The National Academy of Sciences (NAS) has released proceedings from a February 2020 symposium that summarizes discussions among leading business, academic, and government professionals on the future of science policy in the U.S. and whether the modern research architecture needs to be reconfigured to meet 21st century challenges.
“We need to find ways to make all of our institutions, including my own, more responsive and nimble in a fast-moving world,” said Marcia McNutt, President of NAS. “We must ask if we are doing enough to inspire, nurture, and cultivate our young people. We have to encourage diversity and inclusion and create an informed citizenry that values decision-making and policies based on science and evidence.”

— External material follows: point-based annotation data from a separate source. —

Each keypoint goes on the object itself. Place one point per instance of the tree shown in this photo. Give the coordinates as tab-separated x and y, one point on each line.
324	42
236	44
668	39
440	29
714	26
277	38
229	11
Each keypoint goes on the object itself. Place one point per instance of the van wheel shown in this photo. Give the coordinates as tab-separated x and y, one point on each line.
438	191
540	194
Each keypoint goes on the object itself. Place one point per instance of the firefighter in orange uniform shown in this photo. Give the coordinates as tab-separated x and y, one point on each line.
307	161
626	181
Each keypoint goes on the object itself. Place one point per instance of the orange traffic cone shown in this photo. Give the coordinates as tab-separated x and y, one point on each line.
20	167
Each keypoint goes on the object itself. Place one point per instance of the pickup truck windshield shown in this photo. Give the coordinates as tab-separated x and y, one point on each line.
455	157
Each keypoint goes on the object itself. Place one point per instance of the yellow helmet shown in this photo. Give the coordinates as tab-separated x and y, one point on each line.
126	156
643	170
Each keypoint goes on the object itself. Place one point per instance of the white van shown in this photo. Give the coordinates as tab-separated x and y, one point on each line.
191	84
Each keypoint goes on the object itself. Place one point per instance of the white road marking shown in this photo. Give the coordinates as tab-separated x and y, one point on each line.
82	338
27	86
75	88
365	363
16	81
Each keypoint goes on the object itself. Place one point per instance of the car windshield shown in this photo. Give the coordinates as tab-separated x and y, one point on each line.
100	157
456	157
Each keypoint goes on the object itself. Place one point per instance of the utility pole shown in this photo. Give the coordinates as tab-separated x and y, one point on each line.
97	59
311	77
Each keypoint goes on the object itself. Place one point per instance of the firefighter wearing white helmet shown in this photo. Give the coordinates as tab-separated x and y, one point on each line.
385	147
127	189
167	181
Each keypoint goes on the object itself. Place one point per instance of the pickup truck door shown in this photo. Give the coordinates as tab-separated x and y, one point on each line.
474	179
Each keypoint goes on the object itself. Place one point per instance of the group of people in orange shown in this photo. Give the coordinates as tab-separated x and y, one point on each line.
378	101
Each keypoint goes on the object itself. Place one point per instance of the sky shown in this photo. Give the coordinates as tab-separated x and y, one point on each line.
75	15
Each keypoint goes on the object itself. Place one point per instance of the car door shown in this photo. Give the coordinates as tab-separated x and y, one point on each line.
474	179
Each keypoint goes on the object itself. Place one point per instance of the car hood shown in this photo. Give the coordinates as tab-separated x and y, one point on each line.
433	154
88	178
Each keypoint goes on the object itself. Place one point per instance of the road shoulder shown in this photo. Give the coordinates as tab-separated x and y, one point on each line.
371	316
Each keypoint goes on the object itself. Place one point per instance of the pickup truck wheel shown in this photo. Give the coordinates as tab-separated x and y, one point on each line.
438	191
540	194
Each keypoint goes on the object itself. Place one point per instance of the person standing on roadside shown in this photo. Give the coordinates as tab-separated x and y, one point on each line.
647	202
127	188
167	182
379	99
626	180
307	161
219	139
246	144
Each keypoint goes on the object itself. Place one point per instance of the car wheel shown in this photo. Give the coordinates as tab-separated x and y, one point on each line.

Drawing on remarks from a number of leaders—including former NSF Director France Córdova, Massachusetts Institute of Technology President Rafael Reif, former Lockheed Martin Corp CEO Norman Augustine, and Alan Alda Center for Communicating Science founder Alan Alda—the report examines future pathways to leadership in science, how to respond to an evolving research enterprise, communicating science to the public, the evolution of the government-university research partnership, and connecting basic research with economic growth.
The report, The Endless Frontier: The Next 75 Years in Science, concludes with four take-home messages from McNutt “to ensure that science remains the endless frontier.” The first highlights education: “Science needs more exciting new projects to attract young people to research—It also needs to prepare and reach out to everyone, not just to the members of particular groups.” The second message emphasizes the need for scientists to effectively engage with the public, with communication going “in both directions, so scientists learn what members of the public think and need and what it takes to earn the public’s trust.” The third point underlines the importance of a diversified research portfolio to ensure research dollars are spent in the most effective way. The final take-home message involves the re-envisioning of the reward system in science and the need for science to be much more inclusive, distributed, and participatory.
The symposium was held in partnership with The Kavli Foundation and the Alfred P. Sloan Foundation to mark the 75th anniversary of the publication of Vannevar Bush’s report Science: The Endless Frontier, which created a blueprint for U.S. scientific research after World War II.